The better choice depends on individual circumstances, and it can shift from year to year as income fluctuates:
- Lean traditional if you expect to be in a lower tax bracket after retiring and want the deduction now, especially if you are not covered by a workplace plan (which means the deduction is available at any income level).
- Lean Roth if you anticipate steady or higher income in retirement, value the flexibility of tax-free withdrawals, or want to avoid required minimum distributions later. (Roth IRAs have no RMDs during the owner’s lifetime.)
- Check the math first if your income falls in the gray zone between the Roth phase-out and the traditional deduction phase-out. In that range, a traditional IRA may be the only option that offers any tax benefit at all.
A fee-only financial planner or tax professional can model the tradeoff using a household’s specific numbers. The IRS also maintains a searchable directory of credentialed tax preparers for those who want help verifying eligibility.
Deadlines that matter right now
IRA contributions for a given tax year can be made any time from January 1 of that year through the tax-filing deadline the following April. That creates two overlapping windows worth paying attention to in mid-2026:
- 2025 contributions: The deadline was April 15, 2026. Workers who missed it have permanently lost that year’s contribution room. There is no way to go back and fill it.
- 2026 contributions: The window is open now and runs through April 15, 2027. Savers who act earlier in the year give their money more time to compound.
The mechanics are straightforward. Contact your IRA custodian (a brokerage, bank, or mutual fund company), specify the tax year for the contribution, and deposit up to the allowed amount. Most custodians allow this to be done online in a few minutes. The key step many people skip: actually designating the correct tax year. If you do not specify, the custodian will typically apply the deposit to the current calendar year.
What $1,000 a year turns into over 15 years
An extra $1,000 per year will not single-handedly fund a retirement. But compounding changes the arithmetic in ways that are easy to underestimate.
A worker who starts making catch-up contributions at age 50 and continues through age 64 would deposit an extra $15,000 over that 15-year span. At a 6% average annual return, those contributions alone would grow to roughly $24,700 by age 65, based on standard future-value-of-annuity calculations. At 7%, the figure climbs to about $27,900.
Stretch the timeline to age 65 (16 years of catch-up deposits) and the totals push higher: approximately $25,700 at 6% and $28,900 at 7%. The exact outcome depends on market performance, fees, and whether the money sits in a traditional or Roth account, which affects the tax treatment of withdrawals. But the core point holds: tax-advantaged contribution room that goes unused in a given year is gone permanently. There is no carryover provision. Unlike a 401(k), where an employer match can sometimes nudge workers into higher contributions, IRA catch-up deposits require a deliberate, self-directed decision.

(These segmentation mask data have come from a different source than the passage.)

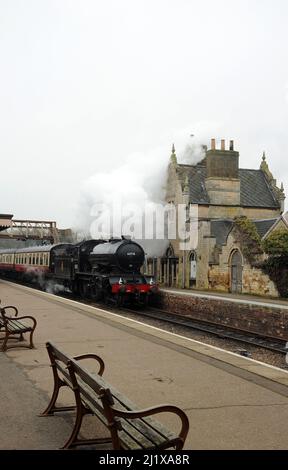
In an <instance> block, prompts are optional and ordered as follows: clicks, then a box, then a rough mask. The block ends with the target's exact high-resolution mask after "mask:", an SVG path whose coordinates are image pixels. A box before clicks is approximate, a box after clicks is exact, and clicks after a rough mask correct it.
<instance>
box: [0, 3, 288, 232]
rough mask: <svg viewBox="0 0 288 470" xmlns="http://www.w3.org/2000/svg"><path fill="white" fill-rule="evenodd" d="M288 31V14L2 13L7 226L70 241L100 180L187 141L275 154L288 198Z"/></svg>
mask: <svg viewBox="0 0 288 470" xmlns="http://www.w3.org/2000/svg"><path fill="white" fill-rule="evenodd" d="M287 24H288V2H287V0H274V1H272V0H249V1H246V0H233V1H231V0H230V1H228V0H227V1H226V0H218V1H217V2H215V0H201V2H200V1H194V0H153V1H151V0H145V1H144V0H121V1H119V0H105V1H100V0H99V1H98V0H81V1H80V0H0V61H1V74H0V99H1V105H0V161H1V185H0V213H1V212H2V213H12V214H14V217H15V218H34V219H35V218H36V219H44V220H45V219H47V220H56V221H57V223H58V226H60V227H62V228H65V227H69V226H71V224H73V223H74V221H75V217H76V207H77V201H78V200H79V188H80V187H81V186H82V185H83V184H85V181H86V180H87V179H88V178H89V177H90V176H91V175H95V174H97V173H98V172H109V171H111V169H113V168H115V167H120V166H121V165H123V163H124V162H125V161H126V159H127V157H129V155H131V154H134V153H135V152H140V153H141V154H142V155H143V154H144V155H145V152H147V153H149V152H151V151H152V153H153V149H155V148H161V149H163V152H164V153H163V156H160V157H159V158H164V159H165V158H167V162H168V159H169V155H170V149H171V144H172V142H173V141H175V145H176V150H177V135H179V133H181V132H182V133H183V130H185V132H186V130H187V139H188V138H189V135H190V134H191V133H196V134H197V132H202V135H203V136H206V137H207V138H208V137H216V138H219V139H220V138H227V139H233V138H234V139H235V146H236V149H237V150H239V151H240V164H241V167H242V168H258V167H259V164H260V162H261V156H262V152H263V150H266V153H267V158H268V163H269V165H270V169H271V171H272V172H273V173H274V175H275V177H276V178H277V180H278V181H279V182H281V181H283V182H284V185H285V189H286V193H287V194H288V132H287V124H288V122H287V118H288V28H287ZM204 143H205V142H204ZM166 153H167V155H166ZM135 158H136V157H135Z"/></svg>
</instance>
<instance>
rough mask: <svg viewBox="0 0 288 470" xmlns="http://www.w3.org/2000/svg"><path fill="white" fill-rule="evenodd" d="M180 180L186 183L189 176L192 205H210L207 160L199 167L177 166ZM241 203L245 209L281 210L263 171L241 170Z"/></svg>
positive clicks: (193, 165) (184, 165)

The $1,000 that keeps getting left behind
For Americans in their 50s and 60s, the first step is simply knowing the catch-up provision exists. The second is checking whether income and filing status make it available. The third is making the deposit before the deadline passes.

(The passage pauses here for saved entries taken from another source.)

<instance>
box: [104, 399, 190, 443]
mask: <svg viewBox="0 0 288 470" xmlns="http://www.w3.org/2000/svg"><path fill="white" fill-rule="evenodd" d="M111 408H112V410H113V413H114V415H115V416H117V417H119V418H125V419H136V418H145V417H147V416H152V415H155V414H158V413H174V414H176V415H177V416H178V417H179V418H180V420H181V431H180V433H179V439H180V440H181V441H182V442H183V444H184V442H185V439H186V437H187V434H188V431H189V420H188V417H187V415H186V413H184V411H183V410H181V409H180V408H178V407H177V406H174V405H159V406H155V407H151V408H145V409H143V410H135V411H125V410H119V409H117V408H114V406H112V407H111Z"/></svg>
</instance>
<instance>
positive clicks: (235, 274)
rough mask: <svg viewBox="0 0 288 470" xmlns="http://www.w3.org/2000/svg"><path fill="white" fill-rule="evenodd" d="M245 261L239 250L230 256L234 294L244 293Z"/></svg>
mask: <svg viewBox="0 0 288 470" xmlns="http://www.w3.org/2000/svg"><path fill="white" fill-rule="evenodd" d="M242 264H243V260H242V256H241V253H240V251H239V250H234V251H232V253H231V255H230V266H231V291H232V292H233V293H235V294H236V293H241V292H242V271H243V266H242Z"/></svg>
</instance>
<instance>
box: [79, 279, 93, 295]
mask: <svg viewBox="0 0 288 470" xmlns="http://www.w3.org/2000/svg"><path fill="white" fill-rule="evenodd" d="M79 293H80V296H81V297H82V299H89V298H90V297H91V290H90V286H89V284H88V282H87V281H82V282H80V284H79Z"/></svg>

The IRS carved out this room years ago. Congress has left it in place through multiple rounds of retirement legislation. The money is not hard to move. The paperwork is minimal. And yet, year after year, the federal data tells the same story: most people who could use this extra space do not. That is not a policy failure. It is an awareness problem, and it is one that costs eligible savers real money every April that passes without action.